I've written several frameworks for optimization and the approach here of defining special objective functions works quite well. I like the look of this and would love to try it out soon.

This is a small thing, but I'm really happy to see that their L-BFGS line search algorithm supports a maximum step size. Many numerical optimization libraries do not offer this simple feature, which is critical if your goal is to find a minimum that is close to the initial starting location. This is important in atomistic geometry optimization.


In terms of c++ matrix libraries, I've found eigen3 to be better than armadillo (although armadillo is easier to use).



There's also a paper: https://arxiv.org/abs/1810.09361


This is looking very nice, can't wait to try it out. But I feel it's a missed opportunity to not provide some simple examples [1], as well as a benchmark to quickly estimate the amount of flops that can be expected. The main reason to use a library like this one over pyTorch or autograd/scipy is speed, after all.

[1] The test cases can be seen as examples, obviously, but they are not written in an easily accessible form IMHO.

EDIT: Looking more closely, it seems you need to provide an explicit gradient, no autodiff included, which makes it a complete nonstarter for me.


Looked at the documentation, had to do a double take "Is this mlpack??? a fork??" then checked, yup, it's a header only version of the mlpack's optimization library. Very cool.


Anyone know how this would compare to IPOPT for constrained, sparse nonlinear optimization?

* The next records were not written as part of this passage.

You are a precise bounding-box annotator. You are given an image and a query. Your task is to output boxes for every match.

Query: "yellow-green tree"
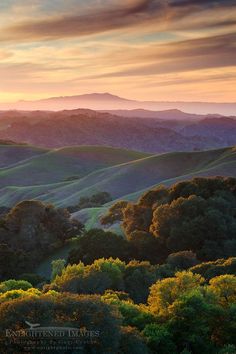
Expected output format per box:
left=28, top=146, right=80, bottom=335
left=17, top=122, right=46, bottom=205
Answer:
left=148, top=271, right=204, bottom=317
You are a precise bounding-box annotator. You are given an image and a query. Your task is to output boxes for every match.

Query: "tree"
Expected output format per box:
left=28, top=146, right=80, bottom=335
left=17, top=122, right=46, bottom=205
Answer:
left=166, top=251, right=198, bottom=270
left=100, top=200, right=129, bottom=225
left=92, top=258, right=125, bottom=289
left=0, top=288, right=41, bottom=304
left=90, top=192, right=112, bottom=205
left=119, top=326, right=149, bottom=354
left=100, top=177, right=236, bottom=262
left=142, top=324, right=177, bottom=354
left=0, top=200, right=84, bottom=279
left=4, top=201, right=83, bottom=251
left=51, top=258, right=126, bottom=295
left=138, top=185, right=169, bottom=208
left=0, top=279, right=32, bottom=293
left=209, top=275, right=236, bottom=306
left=18, top=273, right=46, bottom=287
left=0, top=293, right=121, bottom=353
left=68, top=229, right=131, bottom=265
left=148, top=271, right=204, bottom=317
left=122, top=203, right=153, bottom=237
left=128, top=231, right=168, bottom=264
left=102, top=290, right=155, bottom=331
left=124, top=261, right=159, bottom=303
left=0, top=244, right=29, bottom=281
left=67, top=192, right=112, bottom=213
left=190, top=257, right=236, bottom=280
left=166, top=290, right=223, bottom=354
left=151, top=188, right=236, bottom=260
left=51, top=259, right=66, bottom=281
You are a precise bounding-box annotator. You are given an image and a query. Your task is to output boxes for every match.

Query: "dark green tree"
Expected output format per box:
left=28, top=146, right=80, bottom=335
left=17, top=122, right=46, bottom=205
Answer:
left=68, top=228, right=131, bottom=265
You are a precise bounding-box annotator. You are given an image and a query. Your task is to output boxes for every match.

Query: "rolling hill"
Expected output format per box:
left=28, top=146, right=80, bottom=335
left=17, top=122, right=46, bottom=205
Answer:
left=0, top=145, right=149, bottom=187
left=0, top=143, right=235, bottom=214
left=0, top=142, right=47, bottom=168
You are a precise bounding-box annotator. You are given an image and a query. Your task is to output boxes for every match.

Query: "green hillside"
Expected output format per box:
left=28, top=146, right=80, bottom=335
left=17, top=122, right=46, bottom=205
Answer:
left=0, top=145, right=235, bottom=225
left=0, top=143, right=48, bottom=168
left=0, top=145, right=150, bottom=187
left=70, top=147, right=236, bottom=229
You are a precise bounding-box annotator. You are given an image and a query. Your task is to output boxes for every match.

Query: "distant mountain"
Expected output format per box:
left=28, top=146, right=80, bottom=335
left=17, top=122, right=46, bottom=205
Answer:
left=0, top=93, right=130, bottom=111
left=0, top=108, right=233, bottom=153
left=0, top=139, right=25, bottom=146
left=101, top=109, right=204, bottom=121
left=1, top=93, right=236, bottom=115
left=0, top=108, right=235, bottom=153
left=181, top=117, right=236, bottom=146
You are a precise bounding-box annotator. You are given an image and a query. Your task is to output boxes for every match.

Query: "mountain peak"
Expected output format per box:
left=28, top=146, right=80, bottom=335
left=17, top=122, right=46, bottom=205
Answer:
left=1, top=93, right=236, bottom=115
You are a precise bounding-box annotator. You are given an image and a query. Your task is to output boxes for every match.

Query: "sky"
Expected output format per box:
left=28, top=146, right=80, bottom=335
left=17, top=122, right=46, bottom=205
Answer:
left=0, top=0, right=236, bottom=103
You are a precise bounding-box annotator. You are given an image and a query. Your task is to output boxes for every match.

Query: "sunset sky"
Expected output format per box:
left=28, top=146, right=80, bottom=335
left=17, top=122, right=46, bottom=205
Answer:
left=0, top=0, right=236, bottom=103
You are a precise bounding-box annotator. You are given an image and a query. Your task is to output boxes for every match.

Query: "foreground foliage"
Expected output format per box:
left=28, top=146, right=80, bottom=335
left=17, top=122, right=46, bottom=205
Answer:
left=0, top=177, right=236, bottom=353
left=102, top=177, right=236, bottom=262
left=0, top=200, right=83, bottom=281
left=0, top=270, right=235, bottom=353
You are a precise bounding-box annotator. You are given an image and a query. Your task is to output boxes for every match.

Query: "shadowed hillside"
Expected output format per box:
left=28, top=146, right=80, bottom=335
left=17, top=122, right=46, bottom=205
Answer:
left=0, top=142, right=47, bottom=168
left=0, top=144, right=235, bottom=213
left=71, top=147, right=236, bottom=229
left=0, top=145, right=149, bottom=187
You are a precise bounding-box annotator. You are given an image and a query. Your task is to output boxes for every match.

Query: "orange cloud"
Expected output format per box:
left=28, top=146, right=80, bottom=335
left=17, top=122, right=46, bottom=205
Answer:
left=1, top=0, right=236, bottom=43
left=0, top=0, right=235, bottom=103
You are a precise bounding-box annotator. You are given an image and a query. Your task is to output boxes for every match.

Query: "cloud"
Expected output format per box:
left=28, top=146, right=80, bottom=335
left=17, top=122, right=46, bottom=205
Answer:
left=169, top=0, right=236, bottom=18
left=0, top=1, right=164, bottom=42
left=88, top=32, right=236, bottom=78
left=1, top=0, right=236, bottom=103
left=1, top=0, right=236, bottom=43
left=171, top=0, right=234, bottom=7
left=0, top=50, right=13, bottom=59
left=136, top=72, right=236, bottom=88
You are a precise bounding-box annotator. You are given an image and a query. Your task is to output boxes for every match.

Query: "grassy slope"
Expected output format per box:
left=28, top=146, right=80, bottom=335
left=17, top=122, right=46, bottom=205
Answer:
left=0, top=144, right=48, bottom=168
left=32, top=147, right=236, bottom=205
left=71, top=147, right=236, bottom=230
left=0, top=145, right=235, bottom=210
left=0, top=145, right=150, bottom=187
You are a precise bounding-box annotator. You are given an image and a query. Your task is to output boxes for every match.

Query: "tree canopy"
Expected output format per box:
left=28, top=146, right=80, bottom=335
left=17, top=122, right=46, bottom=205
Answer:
left=101, top=177, right=236, bottom=262
left=0, top=200, right=84, bottom=281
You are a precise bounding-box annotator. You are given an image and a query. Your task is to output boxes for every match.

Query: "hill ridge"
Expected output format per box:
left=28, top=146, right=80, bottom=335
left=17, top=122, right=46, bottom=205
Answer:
left=0, top=145, right=235, bottom=209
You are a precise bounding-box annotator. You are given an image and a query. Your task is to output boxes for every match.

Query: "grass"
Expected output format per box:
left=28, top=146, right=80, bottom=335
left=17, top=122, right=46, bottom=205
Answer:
left=0, top=145, right=235, bottom=208
left=0, top=144, right=48, bottom=168
left=0, top=145, right=151, bottom=188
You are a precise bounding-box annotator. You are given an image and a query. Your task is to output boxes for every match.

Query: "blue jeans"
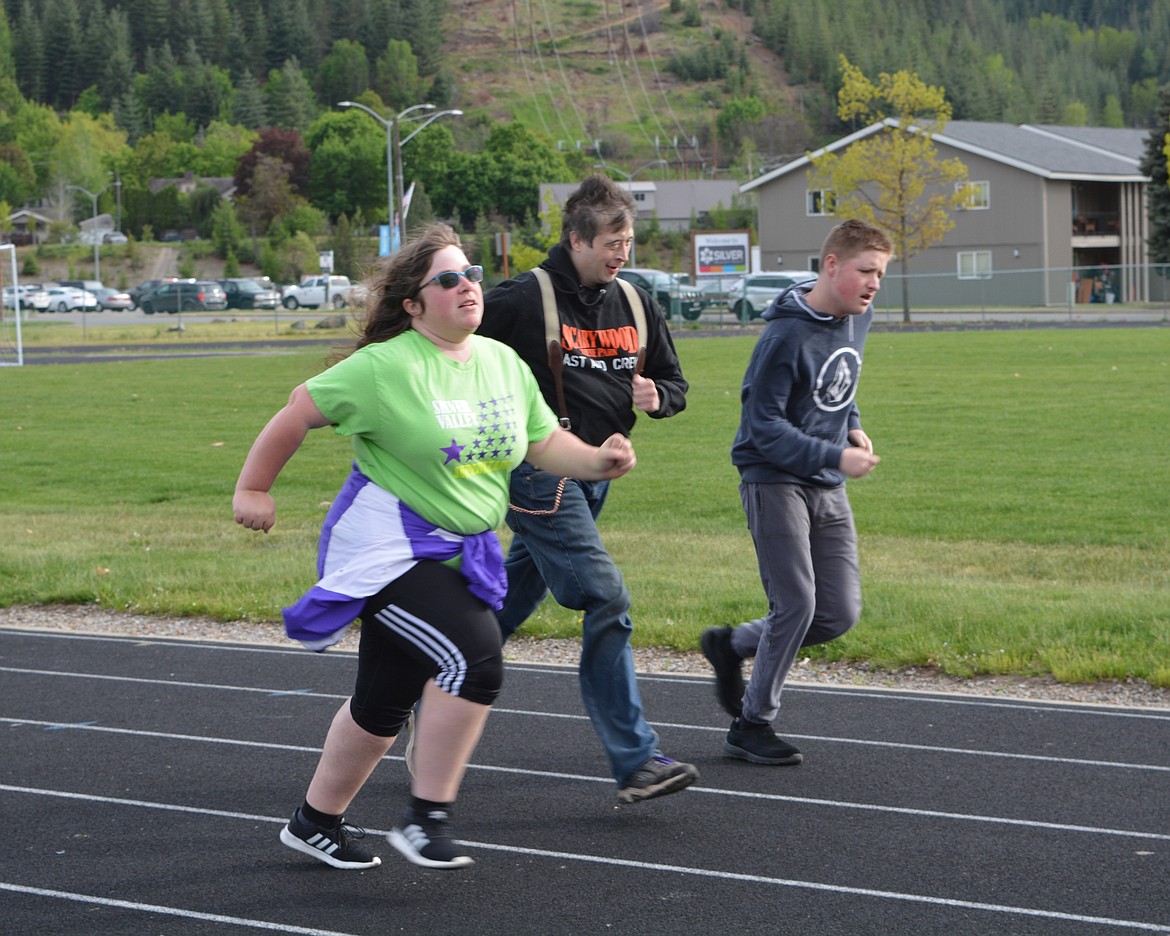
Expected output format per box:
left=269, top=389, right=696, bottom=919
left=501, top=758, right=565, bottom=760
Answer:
left=497, top=462, right=658, bottom=785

How does this differ from Ceres?


Ceres is great for sparse, structured non-linear-least-squares problems (that is, problems where levenberg-marquardt is applicable). I believe it was initially designed for bundle-adjustment problems arising from structure-from-motion applications.

Ceres also does work for dense problems and general convex optimization, but it doesn't provide as much of an advantage over other packages (that is, you could just call into any existing l-bfgs implementation and wouldn't benefit much).

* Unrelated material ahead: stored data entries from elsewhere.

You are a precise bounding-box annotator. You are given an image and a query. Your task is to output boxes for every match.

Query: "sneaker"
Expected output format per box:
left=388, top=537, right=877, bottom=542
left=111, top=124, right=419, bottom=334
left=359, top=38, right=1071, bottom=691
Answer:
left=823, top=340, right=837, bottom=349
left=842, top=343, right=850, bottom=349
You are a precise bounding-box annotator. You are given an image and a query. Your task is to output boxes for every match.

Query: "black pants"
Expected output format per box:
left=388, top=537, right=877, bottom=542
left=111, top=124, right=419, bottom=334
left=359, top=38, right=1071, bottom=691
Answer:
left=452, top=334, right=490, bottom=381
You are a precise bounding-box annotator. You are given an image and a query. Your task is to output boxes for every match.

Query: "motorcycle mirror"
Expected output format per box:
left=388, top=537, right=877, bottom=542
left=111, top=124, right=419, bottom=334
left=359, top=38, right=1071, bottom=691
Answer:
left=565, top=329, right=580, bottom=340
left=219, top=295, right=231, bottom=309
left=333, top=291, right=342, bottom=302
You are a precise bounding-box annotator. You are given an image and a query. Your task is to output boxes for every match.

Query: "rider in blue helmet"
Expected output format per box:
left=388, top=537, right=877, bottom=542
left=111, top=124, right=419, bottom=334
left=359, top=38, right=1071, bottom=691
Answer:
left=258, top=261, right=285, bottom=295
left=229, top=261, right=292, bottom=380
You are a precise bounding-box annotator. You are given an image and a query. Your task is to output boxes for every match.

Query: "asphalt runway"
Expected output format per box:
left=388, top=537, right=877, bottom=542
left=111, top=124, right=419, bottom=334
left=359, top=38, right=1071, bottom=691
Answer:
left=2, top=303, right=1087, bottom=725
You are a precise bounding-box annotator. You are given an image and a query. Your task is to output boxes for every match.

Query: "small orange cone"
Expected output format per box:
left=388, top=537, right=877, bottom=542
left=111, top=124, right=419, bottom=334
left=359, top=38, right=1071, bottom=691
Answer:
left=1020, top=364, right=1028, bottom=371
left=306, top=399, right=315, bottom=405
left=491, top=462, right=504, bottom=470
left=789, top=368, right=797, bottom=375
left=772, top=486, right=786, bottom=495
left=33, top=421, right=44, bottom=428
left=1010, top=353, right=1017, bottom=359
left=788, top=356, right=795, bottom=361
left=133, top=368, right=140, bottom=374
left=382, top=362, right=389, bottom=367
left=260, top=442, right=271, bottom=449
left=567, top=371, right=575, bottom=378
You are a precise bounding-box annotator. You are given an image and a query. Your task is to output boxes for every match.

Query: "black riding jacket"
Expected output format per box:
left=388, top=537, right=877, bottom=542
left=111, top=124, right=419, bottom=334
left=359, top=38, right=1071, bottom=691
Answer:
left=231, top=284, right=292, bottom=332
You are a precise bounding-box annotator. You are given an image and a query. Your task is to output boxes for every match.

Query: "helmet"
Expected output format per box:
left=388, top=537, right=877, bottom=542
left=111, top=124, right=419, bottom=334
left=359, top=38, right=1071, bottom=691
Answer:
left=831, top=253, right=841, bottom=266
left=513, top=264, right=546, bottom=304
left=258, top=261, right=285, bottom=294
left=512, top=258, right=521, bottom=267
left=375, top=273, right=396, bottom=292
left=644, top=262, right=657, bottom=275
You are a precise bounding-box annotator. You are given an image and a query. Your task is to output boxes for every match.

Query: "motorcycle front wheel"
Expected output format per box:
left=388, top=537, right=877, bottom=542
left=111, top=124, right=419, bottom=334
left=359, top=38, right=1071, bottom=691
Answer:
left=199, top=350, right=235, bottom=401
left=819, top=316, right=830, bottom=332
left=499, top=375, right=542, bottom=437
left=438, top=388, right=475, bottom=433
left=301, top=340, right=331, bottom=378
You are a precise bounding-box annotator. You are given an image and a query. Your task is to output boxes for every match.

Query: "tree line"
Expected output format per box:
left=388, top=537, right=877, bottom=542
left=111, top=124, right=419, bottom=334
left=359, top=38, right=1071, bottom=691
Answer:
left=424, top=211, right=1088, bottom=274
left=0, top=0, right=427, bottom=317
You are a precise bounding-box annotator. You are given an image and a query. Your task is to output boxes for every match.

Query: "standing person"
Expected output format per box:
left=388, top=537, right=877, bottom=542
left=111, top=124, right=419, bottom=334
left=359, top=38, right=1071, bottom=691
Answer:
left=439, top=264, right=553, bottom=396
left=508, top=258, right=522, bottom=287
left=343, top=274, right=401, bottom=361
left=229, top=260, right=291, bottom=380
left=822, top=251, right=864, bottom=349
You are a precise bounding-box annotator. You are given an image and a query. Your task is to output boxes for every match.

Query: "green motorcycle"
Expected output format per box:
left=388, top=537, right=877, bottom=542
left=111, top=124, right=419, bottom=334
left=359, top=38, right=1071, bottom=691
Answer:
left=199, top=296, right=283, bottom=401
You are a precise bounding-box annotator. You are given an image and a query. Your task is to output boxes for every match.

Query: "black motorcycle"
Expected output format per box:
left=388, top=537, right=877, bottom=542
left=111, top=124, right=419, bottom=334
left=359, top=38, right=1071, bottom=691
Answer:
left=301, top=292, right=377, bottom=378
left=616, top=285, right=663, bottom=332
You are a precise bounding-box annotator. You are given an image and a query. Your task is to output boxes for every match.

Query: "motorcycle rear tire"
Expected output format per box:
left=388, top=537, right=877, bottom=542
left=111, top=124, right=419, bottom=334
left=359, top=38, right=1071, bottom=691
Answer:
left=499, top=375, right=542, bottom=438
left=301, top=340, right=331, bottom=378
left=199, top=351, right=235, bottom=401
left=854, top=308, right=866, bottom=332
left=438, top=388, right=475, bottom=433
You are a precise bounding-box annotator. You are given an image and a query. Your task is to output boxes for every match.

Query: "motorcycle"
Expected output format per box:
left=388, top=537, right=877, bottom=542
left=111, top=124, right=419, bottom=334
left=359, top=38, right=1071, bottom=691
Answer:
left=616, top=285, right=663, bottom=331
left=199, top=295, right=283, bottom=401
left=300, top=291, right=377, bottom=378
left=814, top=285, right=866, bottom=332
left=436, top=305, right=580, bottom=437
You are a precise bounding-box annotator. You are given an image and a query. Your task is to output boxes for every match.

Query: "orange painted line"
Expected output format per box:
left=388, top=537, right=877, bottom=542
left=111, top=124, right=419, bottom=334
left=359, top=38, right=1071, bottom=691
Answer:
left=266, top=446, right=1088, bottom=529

For some other problems, Ceres doesn't scale or can get in the way. For example, if you have a single value to maximize and a large number of variables, then ceres' auto-diff system won't work (ceres::Jet is based on "forward-mode" automatic differentiation, storing partial derivatives on the stack. If you have a high-dimensional gradient, it can exhaust stack space). On the other hand, Ensmallen doesn't seem to come with any auto-diff functionality.


As far as I can see, Ceres accepts functions which calculate a residual vector, whereas ensmallen accepts only function which accept a scalar error. This is a subtle but important difference: The vector allows much faster convergence on a number of model fitting problems.


ensmallen also has support for batch optimization (like SGD), constrained problems, and SDPs for instance. The set of implemented optimizers is also quite large (40+ algorithms).


Sounds like the name is based on the perfectly cromulent word "embiggen"[1], but somewhat confusingly uses the first part of the word "enlarge".

[1] https://www.merriam-webster.com/dictionary/embiggen


It's not confusing, it's a generic pronunciation rule: 'n' before 'b' becomes 'm'.


>Search google for "cromulent" >Sees explanation from Wikipedia (https://en.wikipedia.org/wiki/Lisa_the_Iconoclast) >Look below, in "People also ask" section >"What does Embiggen mean?"

;)


I don't think "emsmallen" can be said reasonably :)


Huh, turns out you're right, which is entirely why em- and en- both exist and mean the same thing.